Cardano, a leading blockchain project, has published a new research paper on decentralized blockchain governance properties.

Cardano Publishes Paper on Blockchain Governance

The study was conducted by Aggelos Kiayias and Philip Lazos, blockchain researchers at IOHK, a blockchain research and engineering company best known for the Cardano project.

The paper, first shared by Cardano’s co-founder Charles Hoskinson, outlined many fundamental properties decentralized protocols such as Bitcoin and Ethereum could utilize to perform decision-making in order to enhance its system evolution. 

Although each blockchain is built differently with specific features and performance, the study outlined four important classes of properties that blockchains could adopt to improve their governance. 

Blockchain Voting Systems and Security

The first class deals with the voting systems used for decision-making. It covers issues such as users’ eligibility to vote on upgrades and proposals, cryptographic cyber security, and incentives. 
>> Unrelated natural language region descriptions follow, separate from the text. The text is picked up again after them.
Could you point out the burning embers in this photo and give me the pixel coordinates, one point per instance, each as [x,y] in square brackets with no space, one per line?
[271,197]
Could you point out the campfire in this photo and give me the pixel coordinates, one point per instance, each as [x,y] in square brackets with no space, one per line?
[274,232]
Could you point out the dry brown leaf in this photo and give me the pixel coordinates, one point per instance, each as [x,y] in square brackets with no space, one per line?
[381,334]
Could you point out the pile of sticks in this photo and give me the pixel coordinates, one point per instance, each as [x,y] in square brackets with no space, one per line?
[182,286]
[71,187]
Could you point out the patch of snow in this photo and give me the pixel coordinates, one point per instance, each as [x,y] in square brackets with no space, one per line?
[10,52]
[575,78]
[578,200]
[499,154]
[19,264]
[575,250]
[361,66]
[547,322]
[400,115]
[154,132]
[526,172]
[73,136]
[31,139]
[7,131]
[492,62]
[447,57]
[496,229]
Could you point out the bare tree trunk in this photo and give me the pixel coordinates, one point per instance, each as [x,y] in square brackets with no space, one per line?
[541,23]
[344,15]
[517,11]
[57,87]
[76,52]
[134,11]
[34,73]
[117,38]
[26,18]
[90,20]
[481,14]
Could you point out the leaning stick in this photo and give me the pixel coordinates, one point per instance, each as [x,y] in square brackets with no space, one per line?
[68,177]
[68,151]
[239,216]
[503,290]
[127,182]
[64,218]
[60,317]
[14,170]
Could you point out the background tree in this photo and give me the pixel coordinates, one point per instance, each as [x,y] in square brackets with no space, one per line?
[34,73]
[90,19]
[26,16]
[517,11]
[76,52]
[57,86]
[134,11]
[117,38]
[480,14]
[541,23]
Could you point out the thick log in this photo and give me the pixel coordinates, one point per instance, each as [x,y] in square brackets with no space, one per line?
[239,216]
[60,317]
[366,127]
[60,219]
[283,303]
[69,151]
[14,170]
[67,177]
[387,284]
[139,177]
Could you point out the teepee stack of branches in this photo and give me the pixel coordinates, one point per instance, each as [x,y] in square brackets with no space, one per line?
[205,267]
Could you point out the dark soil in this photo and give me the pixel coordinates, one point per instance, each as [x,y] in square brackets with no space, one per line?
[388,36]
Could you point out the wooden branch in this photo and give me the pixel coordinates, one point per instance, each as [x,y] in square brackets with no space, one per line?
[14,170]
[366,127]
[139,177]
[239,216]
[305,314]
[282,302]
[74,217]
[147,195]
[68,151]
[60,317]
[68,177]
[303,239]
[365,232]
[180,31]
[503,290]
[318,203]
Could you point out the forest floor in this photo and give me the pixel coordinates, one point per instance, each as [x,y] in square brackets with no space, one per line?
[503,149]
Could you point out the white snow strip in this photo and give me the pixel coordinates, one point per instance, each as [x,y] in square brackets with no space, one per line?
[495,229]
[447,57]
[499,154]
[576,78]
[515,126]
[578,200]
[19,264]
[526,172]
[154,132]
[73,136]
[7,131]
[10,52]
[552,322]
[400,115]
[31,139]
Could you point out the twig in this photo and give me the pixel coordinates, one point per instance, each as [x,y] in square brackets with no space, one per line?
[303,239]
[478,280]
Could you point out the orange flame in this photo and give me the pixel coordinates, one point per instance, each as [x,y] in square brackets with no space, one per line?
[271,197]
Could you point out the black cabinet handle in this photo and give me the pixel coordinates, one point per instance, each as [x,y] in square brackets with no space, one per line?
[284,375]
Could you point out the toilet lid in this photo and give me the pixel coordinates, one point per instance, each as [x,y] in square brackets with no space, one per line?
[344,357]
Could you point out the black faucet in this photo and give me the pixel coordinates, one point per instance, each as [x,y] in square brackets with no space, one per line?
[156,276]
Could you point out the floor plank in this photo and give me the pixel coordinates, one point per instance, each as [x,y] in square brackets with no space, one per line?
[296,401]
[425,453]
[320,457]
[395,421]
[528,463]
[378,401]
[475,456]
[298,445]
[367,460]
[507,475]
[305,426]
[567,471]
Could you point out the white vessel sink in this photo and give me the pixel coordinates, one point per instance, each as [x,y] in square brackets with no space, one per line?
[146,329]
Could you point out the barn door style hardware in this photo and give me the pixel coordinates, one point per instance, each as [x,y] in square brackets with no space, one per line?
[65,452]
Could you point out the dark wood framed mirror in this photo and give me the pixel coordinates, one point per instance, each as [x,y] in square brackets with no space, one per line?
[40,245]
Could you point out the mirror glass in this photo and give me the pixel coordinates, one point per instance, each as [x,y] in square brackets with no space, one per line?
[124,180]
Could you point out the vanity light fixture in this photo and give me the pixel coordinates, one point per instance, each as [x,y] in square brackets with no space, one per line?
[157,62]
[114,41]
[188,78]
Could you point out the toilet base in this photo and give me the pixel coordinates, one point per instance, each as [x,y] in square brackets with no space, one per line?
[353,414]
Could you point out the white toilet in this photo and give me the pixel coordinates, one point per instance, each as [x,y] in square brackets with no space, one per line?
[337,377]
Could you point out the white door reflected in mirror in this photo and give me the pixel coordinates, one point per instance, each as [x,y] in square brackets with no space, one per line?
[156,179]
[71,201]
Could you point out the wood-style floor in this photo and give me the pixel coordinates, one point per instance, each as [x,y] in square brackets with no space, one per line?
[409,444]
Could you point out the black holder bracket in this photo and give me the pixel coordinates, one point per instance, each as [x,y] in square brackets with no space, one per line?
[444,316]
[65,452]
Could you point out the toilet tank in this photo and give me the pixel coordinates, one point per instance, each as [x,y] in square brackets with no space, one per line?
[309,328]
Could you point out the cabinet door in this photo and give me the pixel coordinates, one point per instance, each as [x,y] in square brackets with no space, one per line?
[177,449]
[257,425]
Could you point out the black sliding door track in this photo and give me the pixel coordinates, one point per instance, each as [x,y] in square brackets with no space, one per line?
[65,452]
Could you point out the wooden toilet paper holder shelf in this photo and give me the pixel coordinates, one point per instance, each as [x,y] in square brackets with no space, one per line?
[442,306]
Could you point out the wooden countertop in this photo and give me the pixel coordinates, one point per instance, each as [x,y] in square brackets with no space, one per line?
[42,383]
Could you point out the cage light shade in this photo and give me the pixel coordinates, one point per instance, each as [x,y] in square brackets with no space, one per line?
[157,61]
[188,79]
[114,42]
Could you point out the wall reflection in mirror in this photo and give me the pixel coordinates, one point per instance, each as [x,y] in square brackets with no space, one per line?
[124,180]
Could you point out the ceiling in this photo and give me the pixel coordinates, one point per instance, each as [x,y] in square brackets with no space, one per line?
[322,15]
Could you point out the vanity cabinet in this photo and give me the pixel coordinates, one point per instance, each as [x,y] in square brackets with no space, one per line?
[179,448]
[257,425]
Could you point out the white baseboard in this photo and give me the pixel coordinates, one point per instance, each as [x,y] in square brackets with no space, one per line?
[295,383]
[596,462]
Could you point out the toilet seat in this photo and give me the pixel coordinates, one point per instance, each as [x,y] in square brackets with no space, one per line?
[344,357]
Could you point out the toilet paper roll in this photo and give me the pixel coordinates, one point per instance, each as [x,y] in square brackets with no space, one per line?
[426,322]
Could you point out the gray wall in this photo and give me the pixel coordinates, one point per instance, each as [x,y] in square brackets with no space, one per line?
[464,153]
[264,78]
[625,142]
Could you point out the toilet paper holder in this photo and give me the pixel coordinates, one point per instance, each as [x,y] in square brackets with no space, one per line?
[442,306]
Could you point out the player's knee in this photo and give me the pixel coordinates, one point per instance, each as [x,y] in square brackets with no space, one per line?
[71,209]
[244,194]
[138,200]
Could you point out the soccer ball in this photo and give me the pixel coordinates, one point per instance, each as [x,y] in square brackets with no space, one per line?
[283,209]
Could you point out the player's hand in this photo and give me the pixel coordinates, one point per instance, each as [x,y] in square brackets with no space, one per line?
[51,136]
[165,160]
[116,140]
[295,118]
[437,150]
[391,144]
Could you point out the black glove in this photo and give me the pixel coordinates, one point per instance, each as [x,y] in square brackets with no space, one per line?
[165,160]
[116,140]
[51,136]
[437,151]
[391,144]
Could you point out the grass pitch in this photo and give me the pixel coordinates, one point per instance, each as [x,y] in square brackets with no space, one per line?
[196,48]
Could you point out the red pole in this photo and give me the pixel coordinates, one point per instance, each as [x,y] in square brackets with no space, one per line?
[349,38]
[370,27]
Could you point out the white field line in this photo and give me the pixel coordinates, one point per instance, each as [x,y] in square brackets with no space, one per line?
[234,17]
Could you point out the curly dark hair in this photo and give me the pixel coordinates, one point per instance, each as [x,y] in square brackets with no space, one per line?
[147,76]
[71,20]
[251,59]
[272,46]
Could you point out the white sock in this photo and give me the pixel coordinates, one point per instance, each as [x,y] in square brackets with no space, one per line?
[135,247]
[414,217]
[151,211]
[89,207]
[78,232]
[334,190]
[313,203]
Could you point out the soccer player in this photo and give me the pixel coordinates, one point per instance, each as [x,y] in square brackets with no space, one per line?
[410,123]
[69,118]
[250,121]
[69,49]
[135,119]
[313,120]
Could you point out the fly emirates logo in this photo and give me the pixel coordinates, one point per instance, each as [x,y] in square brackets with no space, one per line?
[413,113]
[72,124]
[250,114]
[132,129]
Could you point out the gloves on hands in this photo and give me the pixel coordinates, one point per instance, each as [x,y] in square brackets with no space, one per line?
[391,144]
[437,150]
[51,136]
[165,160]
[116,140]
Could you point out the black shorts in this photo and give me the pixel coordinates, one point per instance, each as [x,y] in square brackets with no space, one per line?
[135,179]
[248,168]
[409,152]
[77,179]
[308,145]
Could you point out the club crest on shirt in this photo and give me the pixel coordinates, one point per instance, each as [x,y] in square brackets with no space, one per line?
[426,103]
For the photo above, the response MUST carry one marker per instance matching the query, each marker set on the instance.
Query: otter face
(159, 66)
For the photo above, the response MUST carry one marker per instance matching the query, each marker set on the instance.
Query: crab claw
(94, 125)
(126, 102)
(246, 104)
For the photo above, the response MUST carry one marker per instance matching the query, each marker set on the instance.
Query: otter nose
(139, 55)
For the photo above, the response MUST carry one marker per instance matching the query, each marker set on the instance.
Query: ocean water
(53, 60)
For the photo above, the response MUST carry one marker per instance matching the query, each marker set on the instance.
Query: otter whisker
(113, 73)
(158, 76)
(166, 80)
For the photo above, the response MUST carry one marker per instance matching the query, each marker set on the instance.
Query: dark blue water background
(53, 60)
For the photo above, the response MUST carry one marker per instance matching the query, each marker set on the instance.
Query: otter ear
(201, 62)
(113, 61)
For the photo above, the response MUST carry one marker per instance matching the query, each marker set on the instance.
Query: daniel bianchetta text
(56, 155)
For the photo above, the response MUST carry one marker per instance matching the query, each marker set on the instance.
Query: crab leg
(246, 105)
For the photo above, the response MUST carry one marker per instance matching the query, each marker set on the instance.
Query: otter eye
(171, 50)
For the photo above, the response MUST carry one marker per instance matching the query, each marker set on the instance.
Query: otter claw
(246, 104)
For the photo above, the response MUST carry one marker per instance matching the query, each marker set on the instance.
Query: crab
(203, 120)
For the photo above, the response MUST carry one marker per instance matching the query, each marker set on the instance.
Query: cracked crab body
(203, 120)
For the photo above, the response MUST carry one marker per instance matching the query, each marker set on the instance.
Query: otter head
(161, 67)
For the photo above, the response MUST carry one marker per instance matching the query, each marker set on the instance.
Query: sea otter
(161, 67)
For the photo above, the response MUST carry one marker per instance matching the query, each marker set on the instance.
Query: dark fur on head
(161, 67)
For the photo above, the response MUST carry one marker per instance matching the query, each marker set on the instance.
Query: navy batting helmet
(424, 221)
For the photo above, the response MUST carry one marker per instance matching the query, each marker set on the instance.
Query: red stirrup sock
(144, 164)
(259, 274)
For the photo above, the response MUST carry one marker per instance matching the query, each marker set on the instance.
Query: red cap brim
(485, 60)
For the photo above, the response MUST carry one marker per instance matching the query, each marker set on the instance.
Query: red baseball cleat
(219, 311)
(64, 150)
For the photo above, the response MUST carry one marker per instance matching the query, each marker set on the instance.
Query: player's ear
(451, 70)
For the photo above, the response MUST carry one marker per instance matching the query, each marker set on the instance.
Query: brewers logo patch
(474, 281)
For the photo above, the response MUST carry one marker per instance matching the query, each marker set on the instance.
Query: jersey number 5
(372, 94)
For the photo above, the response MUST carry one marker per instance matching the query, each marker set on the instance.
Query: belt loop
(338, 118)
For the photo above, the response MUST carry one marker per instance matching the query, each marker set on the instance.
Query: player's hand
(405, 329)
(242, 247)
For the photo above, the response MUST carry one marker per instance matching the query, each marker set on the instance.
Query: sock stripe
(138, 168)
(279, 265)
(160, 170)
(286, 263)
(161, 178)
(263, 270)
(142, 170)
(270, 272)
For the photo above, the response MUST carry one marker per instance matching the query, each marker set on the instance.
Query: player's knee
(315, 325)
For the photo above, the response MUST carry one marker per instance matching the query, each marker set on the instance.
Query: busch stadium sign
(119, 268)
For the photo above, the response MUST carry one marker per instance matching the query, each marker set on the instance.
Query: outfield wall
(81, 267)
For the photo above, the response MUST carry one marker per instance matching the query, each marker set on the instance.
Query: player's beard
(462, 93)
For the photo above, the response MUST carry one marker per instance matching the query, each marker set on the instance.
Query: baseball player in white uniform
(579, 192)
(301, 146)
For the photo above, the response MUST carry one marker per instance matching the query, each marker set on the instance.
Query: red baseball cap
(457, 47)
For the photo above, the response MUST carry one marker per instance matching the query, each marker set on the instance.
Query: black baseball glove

The paper noted that blockchain platforms should always consider who is granted suffrage in the decision-making process. The researchers advised that blockchain developers should always implement a one-person voting mechanism that permits only one user to submit a vote. 

The study also named  pareto efficiency as one of the techniques blockchain platforms can use to improve their voting system. Pareto helps improve blockchain decision making by analyzing individual data collected into specific actions.

The second class focused on the issue of security. The researchers mentioned confidentiality and verifiability as techniques for improving security in blockchain governance.

Confidentiality (privacy), a core component of Bitcoin, deals with protecting the real-life identity of voters while verifiability, which complements confidentiality, allows blockchain voting systems to legitimize votes before decision making. 

Incentives and Timeliness

The third class discussed in the paper was incentives, which covered accountability and sustainability. According to the researchers, voters should be held accountable for their votes because any decision that is approved based on community governance will affect every member of the ecosystem.

To further support this point, the study referenced the accountability mechanism used in the Polkadot network.

“Examples in the blockchain space include Polkadot’s governance system, where voters who vote in favor of a proposal will have their stake locked until the proposal is “enacted” or deployed,” the researchers wrote.

In terms of sustainability, the paper stated that changes in blockchain governance relies upon two important players in the industry – the developers who create applications and propose changes and the community that decides whether or not to implement the changes. According to the researchers, contributions between these key players help the platform evolve and therefore deserve to be rewarded. 

The last class of blockchain governance systems discussed in the paper was timeliness, which covered the area of liveness. The study noted that blockchain protocols should be able to reach a decision within the shortest time possible in the event of attacks and other emergency cases that require urgent decision making.